CC, CV, VV, VC, CC, CV, VC, CV, VC, CC

Step 4: Count the overlapping pairs

There are 64 letters in the example, so there are 64 total pairs.

Pair Count Probability
CC 16 0.4324
CV 21 0.5676
VV 5 0.1852
VC 22 0.8148

Step 5: Draw a transition diagram

Each pair transforms into a transition from a state (C or V) to a state, which might be the same state.

Example text’s transition diagram

The probability for each pair gets calculated like this:

For the pair CC, that’s a transition while in C state back to C state. 16/(16+21) = 0.4324 . Each state should have a sum of exit probabilities of 1.00.

Andrey Markov must have been a very smart man. This is quite a procedure to invent.

Try the procedure

I think there are two questions to try to answer.

  1. For a given ratio of consonants-to-vowels, does a randomly-generated sequence of letters have the same CC, CV, VV, VC probabilities as human words?
  2. For the transition diagram calculated for a sample text, can the transition diagram be used to generate text that has overlapping pair probabilities the same or very similar to those of the original text?
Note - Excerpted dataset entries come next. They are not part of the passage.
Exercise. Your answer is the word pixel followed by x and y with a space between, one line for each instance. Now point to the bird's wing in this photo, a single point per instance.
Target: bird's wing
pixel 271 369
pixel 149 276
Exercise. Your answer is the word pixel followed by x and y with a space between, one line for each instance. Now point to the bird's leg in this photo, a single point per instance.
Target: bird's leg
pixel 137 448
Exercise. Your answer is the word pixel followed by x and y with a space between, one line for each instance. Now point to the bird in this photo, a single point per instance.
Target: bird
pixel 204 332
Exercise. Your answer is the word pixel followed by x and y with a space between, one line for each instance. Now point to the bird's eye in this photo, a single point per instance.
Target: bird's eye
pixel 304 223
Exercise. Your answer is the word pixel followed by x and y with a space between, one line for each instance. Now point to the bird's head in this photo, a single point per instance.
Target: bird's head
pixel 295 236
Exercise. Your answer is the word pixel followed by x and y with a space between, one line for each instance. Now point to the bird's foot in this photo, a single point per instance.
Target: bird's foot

Naturally, I wrote some programs to do all the counting, random letter choice, and “executing” the transition diagrams.

Code repo

Question 1 - overlapping pairs probabilities

I’m going to try the contents of all the markdown files of this very blog. I’m going to generate randomly-selected letters based on the consonant-to-vowel ratio of the markdown files’ contents.

Blog markdown Generated letters
Total letters 1293957 1293957
Consonants 813080 (0.6284) 812783 (0.6281)
Vowels 480877 (0.3716) 481174 (0.3719)
CC 398057 (0.4896) 510680 (0.6283)
CV 415023 (0.5104) 302103 (0.3717)
VV 65854 (0.1369) 179070 (0.3722)
VC 415023 (0.8631) 302104 (0.6278)
transition diagram for markdown files contents transition diagram for generated file

The generated letters column is derived entirely from the total letters, consonants, and vowel counts of the Blog markdown column. The generation matched the total letters in the markdown files, and the proportions of consonants and vowels to 3 significant places, which means the random selection of letters works.
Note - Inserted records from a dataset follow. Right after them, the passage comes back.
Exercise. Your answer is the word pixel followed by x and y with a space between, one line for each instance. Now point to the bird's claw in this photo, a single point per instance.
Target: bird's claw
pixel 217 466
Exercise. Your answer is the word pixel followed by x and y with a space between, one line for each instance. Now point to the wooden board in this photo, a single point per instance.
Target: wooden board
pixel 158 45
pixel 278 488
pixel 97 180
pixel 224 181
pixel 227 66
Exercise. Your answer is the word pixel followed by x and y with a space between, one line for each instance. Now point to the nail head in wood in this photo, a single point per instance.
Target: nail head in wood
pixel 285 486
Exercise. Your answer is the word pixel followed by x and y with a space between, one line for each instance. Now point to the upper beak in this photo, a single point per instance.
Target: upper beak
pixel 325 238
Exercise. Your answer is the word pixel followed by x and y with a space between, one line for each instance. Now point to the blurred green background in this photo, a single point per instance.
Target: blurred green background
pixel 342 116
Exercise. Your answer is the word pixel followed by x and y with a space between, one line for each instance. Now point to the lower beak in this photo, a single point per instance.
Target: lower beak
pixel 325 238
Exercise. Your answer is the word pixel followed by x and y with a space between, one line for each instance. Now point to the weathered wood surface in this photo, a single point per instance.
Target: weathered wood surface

The transitions of the randomly selected letters closely match the proportions of vowels and consonants. The randomly selected text has 63% consonants, 37% vowels. About 63% of each transition (from C or V) is to C. About 37% of each transition (from C or V) is to V. The transitions work out.

I used a given ratio of consonants-to-vowels, 813080/480877 = 1.6908. A randomly-chosen sequence of letters that has the consonant-to-vowel ratio of 1.6908 does not have the same CC, CV, VV, VC probabilities as human words.
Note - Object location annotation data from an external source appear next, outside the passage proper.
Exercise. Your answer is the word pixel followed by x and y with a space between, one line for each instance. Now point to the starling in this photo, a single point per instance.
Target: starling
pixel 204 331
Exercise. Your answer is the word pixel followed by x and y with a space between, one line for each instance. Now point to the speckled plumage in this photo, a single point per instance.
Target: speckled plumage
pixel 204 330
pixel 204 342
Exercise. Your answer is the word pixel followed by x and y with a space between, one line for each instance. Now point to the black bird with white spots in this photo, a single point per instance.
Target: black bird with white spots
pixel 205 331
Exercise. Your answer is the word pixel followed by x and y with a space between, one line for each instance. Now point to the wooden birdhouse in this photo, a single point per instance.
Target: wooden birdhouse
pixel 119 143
Question 2 - transition diagram generating text

Here’s the transition diagram for the text in this blog’s markdown files:

transition diagram for markdown files contents

I wrote a small program that runs a state machine with two states, C and V. Based on the Golang built-in random number generator, the program decides whether to transition from C state to V state 51.04% of the transitions, and from C state back to C state 48.96% of the time. Similar for the transitions out of the V state. The program outputs a vowel (‘a’) when it transitions to the V state, and a consonant (‘b’) when it transitions to the C state. Running the program for the same number of transitions as there are letters in the markdown files will let me count overlapping pairs.

Because there’s a random number generator involved, individual runs of the transition diagram program won’t be exactly identical. Here’s the results of one run:

Blog markdown Transition diagram generated text
Total letters 1293957 1293957
Consonants 813080 (0.6284) 813513 (0.6287)
Vowels 480877 (0.3716) 480444 (0.3713)
CC 398057 (0.4896) 398784 (0.4902)
CV 415023 (0.5104) 414729 (0.5098)
VV 65854 (0.1369) 65715 (0.1368)
VC 415023 (0.8631) 414729 (0.8632)

A typical run of the transition diagram program converges to a consonant-to-vowel ratio at about 11,000 transitions. Veritasium says Andrey Markov used 20,000 characters. Markov probably got a converged ratio, but it must have been tedious.

A program that can “execute” a text sample’s transition diagram can generate more text that has overlapping pair probabilities that are almost the same as those of the original text.

Overall, it appears that Veritasium outlined a valid procedure, and is telling the truth about the transition diagram.